Grocery Scanner Data#
Score household shopping behavior for economic rationality using preference-graph analysis on loyalty-card scanner data.
Introduction#
Every week, millions of households make grocery purchases across product categories at posted prices. A natural question: are these choices consistent with any utility function? If a household buys more beef when it’s expensive and less when it is inexpensive, the observation graph contains a cycle, and no well-behaved utility function can rationalize the observed behavior.

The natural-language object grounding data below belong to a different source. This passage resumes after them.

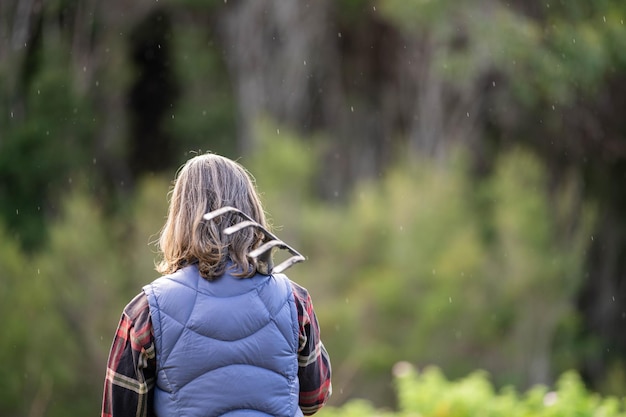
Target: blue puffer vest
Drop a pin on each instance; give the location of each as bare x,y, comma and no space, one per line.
226,347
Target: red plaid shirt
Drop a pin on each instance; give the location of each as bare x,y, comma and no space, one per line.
131,368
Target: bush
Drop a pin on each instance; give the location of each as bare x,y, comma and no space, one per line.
429,394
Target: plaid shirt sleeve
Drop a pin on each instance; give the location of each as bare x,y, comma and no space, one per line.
314,370
130,375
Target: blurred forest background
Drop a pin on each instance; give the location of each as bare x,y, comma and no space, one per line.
454,170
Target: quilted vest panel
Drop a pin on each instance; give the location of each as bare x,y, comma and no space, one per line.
226,347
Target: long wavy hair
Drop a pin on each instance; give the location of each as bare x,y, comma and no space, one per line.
205,183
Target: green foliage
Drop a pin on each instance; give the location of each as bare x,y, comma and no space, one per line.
428,266
50,134
570,50
429,394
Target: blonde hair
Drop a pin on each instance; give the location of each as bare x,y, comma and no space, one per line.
205,183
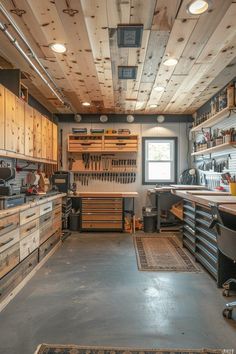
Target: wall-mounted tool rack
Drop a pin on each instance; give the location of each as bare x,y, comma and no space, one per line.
102,143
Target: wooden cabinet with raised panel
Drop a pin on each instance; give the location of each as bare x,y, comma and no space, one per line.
20,125
49,140
2,117
37,134
10,121
44,138
29,131
54,142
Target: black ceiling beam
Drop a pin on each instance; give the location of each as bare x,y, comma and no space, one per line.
122,118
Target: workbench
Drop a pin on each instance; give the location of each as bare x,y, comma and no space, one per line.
198,238
104,211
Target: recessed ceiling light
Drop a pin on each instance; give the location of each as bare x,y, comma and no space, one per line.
159,88
170,62
160,119
130,118
58,47
198,7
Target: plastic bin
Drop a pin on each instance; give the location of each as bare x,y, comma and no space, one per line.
149,222
74,221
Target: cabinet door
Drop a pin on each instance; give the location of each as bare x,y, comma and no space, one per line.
20,125
29,130
2,117
37,134
10,126
54,142
49,140
44,138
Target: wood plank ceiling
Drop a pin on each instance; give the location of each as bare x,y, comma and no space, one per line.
205,47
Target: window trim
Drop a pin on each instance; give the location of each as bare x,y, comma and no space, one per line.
152,138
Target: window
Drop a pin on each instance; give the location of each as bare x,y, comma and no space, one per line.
159,160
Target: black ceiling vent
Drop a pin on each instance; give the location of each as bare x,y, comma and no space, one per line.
127,72
129,36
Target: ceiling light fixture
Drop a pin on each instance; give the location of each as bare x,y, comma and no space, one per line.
56,90
130,118
58,47
159,88
170,62
103,118
160,119
198,7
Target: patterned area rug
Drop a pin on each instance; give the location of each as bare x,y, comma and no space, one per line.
74,349
162,253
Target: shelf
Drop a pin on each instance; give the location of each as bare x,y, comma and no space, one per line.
216,118
215,149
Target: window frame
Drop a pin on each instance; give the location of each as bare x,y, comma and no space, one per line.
175,141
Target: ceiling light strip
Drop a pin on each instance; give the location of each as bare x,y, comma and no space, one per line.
21,35
18,47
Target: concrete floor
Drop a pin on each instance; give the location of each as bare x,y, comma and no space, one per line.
90,292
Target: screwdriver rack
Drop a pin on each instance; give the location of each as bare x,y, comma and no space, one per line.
118,177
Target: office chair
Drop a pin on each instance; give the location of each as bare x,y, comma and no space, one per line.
226,241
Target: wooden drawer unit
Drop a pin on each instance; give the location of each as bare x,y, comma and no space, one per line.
29,244
46,229
12,279
45,208
90,143
124,143
9,223
48,245
29,228
102,225
102,214
9,258
9,239
29,215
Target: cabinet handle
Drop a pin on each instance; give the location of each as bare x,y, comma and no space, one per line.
30,216
46,208
6,226
31,228
6,242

Dean & Martin (2016) applied GARP to 977 households’ grocery scanner data across 38 product categories, finding marked heterogeneity in rationality scores correlated with demographics. Echenique, Lee & Shum (2011) used the same type of data to compute the Money Pump Index, quantifying how much money an arbitrageur could extract from inconsistent shoppers.
What you’ll learn:
How to construct observation graphs from grocery transactions
The formal GARP test and three goodness-of-fit scores (CCEI, MPI, HM)
Exploratory analysis of real scanner data (Dunnhumby, 2,222 households)
How to segment customers by rationality and interpret the scores
Companion script: examples/applications/01_grocery_scanner.py
Background#
Revealed preference analysis on grocery data allows researchers to quantify consumer rationality without assuming specific functional forms for utility. For a formal treatment of the underlying axioms and efficiency metrics, see:
Axiomatic Consistency Tests - GARP, WARP, and SARP definitions.
Efficiency and Power Indices - CCEI, MPI, and Houtman-Maks indices.
Theoretical Foundations - Maintained assumptions for RP testing.
Data#
This application uses the Dunnhumby “The Complete Journey” dataset: 2,500 households tracked over 2 years (104 weeks) across 10 staple product categories.
Loading#
import sys
from pathlib import Path
# Load Dunnhumby pipeline
sys.path.insert(0, str(Path("dunnhumby")))
from data_loader import load_filtered_data
from price_oracle import get_master_price_grid
from session_builder import build_all_sessions
filtered = load_filtered_data()
price_grid = get_master_price_grid(filtered)
households = build_all_sessions(filtered, price_grid)
print(f"Households: {len(households)}")
print(f"Price grid: {price_grid.shape}") # (104 weeks, 10 categories)
Households: 2222
Price grid: (104, 10)
Note
The Dunnhumby dataset requires a Kaggle download. Run
case_studies/dunnhumby/download_data.sh first. See case_studies/dunnhumby/README.md
for details.
EDA: Product Categories#
The 10 product categories and their average weekly prices:
Category |
Mean Price ($) |
Std ($) |
Purchase Freq (%) |
|---|---|---|---|
Soft Drinks |
3.42 |
1.08 |
78% |
Fluid Milk |
2.89 |
0.94 |
72% |
Bread/Rolls |
2.51 |
0.83 |
68% |
Cheese |
4.67 |
1.52 |
61% |
Bag Snacks |
3.28 |
1.15 |
55% |
Soup |
1.89 |
0.72 |
43% |
Yogurt |
3.15 |
1.01 |
52% |
Beef |
6.24 |
2.18 |
38% |
Frozen Pizza |
4.53 |
1.44 |
35% |
Lunchmeat |
3.98 |
1.31 |
41% |
EDA: Household Activity#
import numpy as np
obs_counts = [h.num_observations for h in households.values()]
print(f"Active weeks per household:")
print(f" Min: {min(obs_counts)} Median: {int(np.median(obs_counts))}"
f" Max: {max(obs_counts)}")
print(f" Mean: {np.mean(obs_counts):.1f} Std: {np.std(obs_counts):.1f}")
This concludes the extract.